メディア事業:広告関連売上収益、「LINE公式アカウント」アカウント数等
コマース事業:eコマース取扱高等
戦略事業:PayPay(株)の「PayPay」取扱高、「PayPay」決済回数、PayPayカード(株)の「PayPayカード」クレジットカード取扱高、PayPay銀行(株)の銀行口座数等
(注)調整後EBITDAは、IFRSにおいて定義された財務指標ではありませんが、LINEヤフーグループの業績に対する理解を高め、現在の業績を評価する上での重要な指標として用いることを目的として当該指標を採用しています。そのため、他社においてLINEヤフーグループとは異なる計算方法または異なる目的で用いられる可能性があります。
3. 中長期的な会社の経営戦略
(1)経営環境
近年、情報技術が発達し、社会のあらゆる領域でオンラインとオフラインの境目は急速に失われつつあり、インターネットの可能性が飛躍的に広がる中で、ビッグデータの価値が加速度的に高まっています。 日本政府が提唱する「Society5.0」にあるとおり、データを用いて経済発展と社会課題の解決を両立するサービスや事業を創り出す企業が求められています。
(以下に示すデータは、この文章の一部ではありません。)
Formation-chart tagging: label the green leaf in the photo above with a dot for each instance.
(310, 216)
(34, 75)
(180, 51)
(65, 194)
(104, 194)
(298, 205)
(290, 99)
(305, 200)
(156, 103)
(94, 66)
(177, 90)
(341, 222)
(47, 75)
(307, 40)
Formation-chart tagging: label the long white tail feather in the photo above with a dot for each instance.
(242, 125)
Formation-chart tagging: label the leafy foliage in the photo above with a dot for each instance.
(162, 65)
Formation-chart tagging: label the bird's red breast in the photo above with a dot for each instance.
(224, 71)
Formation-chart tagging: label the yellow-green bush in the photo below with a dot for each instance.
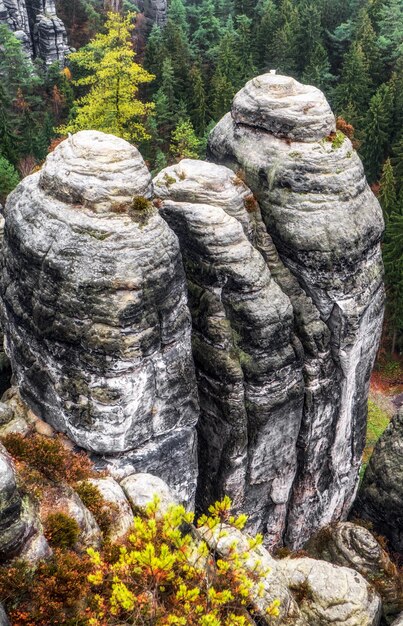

さらに世界中でキャッシュレスやIoT、ビッグデータ等、インターネットを介し、革新的で高い利便性を持つサービスが次々と生み出され、生活の新しいスタンダードになりつつあります。加えて、生成AI(人工知能)の進化と普及により、世界中で開発競争が激化し、今後もデジタル・トランスフォーメーション(DX)が一層加速していくことが予想されます。
LINEヤフーグループの展開する事業はメディア事業、コマース事業、並びに戦略事業に大別されます。
メディア事業では、多様なメディアサービスを提供し、企業等の広告を掲載することで収益を上げています。(株)電通の発表によると、2023年の日本の総広告費は通年で前年比3.0%増の7兆3,167億円で、1947年に同社が推定を開始して以降、過去最高となりました。中でもインターネット広告費は前年比7.8%増の3兆3,330億円と、社会のデジタル化を背景に継続して高い増加率を保っており、日本の総広告費全体の成長をけん引しています。また、インターネット広告費の約8割を占めるインターネット広告媒体費は、検索連動型広告やビデオ(動画)広告の成長により、前年比8.3%増の2兆6,870億円となりました。インターネット広告媒体費は、検索連動型広告とディスプレイ広告の2種が全体の約7割を占め、ビデオ(動画)広告は前年比15.9%増で全体の2割強を占めています。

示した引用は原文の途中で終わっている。